Things You Didn’t Know About St. Patrick’s Day
Irish or not, it's time for shenanigans over pints o'Guinness!
by Jaime Perez-Rubio | March 17, 2016
St. Patrick is the patron saint of Ireland making St.Patty’s day – as the Irish like to call it – a very special day for them. It’s actually a Christian feast day that is supposed to be observed by a bunch of churches – including the Catholic Church. Although one would associate religious activities with prayer and peace, this feast day actually involves parades, parties, drinks, and more drinks. Lenten restrictions for drinking and eating are lifted on this.
Sort of like a square version of Rio carnival but with shamrocks hats and bagpipes instead of feathers and g-string sambas. Outside of that, here are a few more things you may want to know about St. Patrick’s feast.
The First Ever St. Patrick’s Day Parade took Place in New York City in the 1762.
The first ever St. Patrick’s Day Parade was actually held in New York City – not in Ireland. Due to a vast migration of Irish people to the United States, the annual celebration became widespread and is now celebrated in various parts of the world – primarily for the alcohol abuse.
Blue was the Original Color Associated with St.
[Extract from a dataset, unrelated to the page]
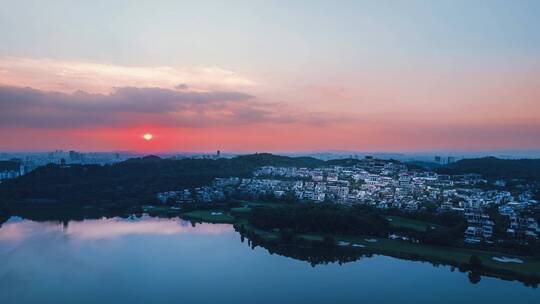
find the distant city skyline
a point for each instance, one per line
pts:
(272, 76)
Patrick – not Green.
Green is the color that most people will associate Ireland with, but what they might not know is that blue was considered its national colors for many years – especially during the time of St. Patrick. The use of green during St. Patrick’s Day began during the Irish Revolution in 1978, when the clover was used as a national symbol. The color blue is still deeply rooted in Ireland though, and up until today, the Irish Presidential Standard remains blue.
Every St. Patrick’s Day in Chicago, The Plumbers Local 110 Union Dyes the river “Kelly” green.
The fact of the matter is that there are more Irish people in the USA than there are in Ireland. The Plumbers Local 110 Union from Chicago dyes the “Kelly” river green every St. Patrick’s Day. Even if the dye only last for five hours, it’s still great homage to the large percentage of Irish people who live in the city.
St. Patrick Wasn’t Actually Irish – He is Widely Believed to be Scottish or Welsh.
There are many theories as to where St. Patrick was born but most historians agree that he was born to Roman parents who lived in modern day Great Britain. Scholars can’t pinpoint exactly whether it was in Scotland or Wales – but they definitely were definitely sure he wasn’t from Ireland.
Guinness Sales Soar (But You Probably Already Knew That)
It’s international boozing day after all. Yes, every year, people across the world will find an excuse to celebrate St. Patrick’s Day – even if it isn’t rooted in their culture. People will also choose to drink Guinness since it’s the national drink of Ireland. Every year on St. Patrick’s Day, Guinness sales double worldwide.
So Irish or not, in Ireland or not, March 17th is your day for shenanigans over pints o’ Guinness. Cheers, laddies!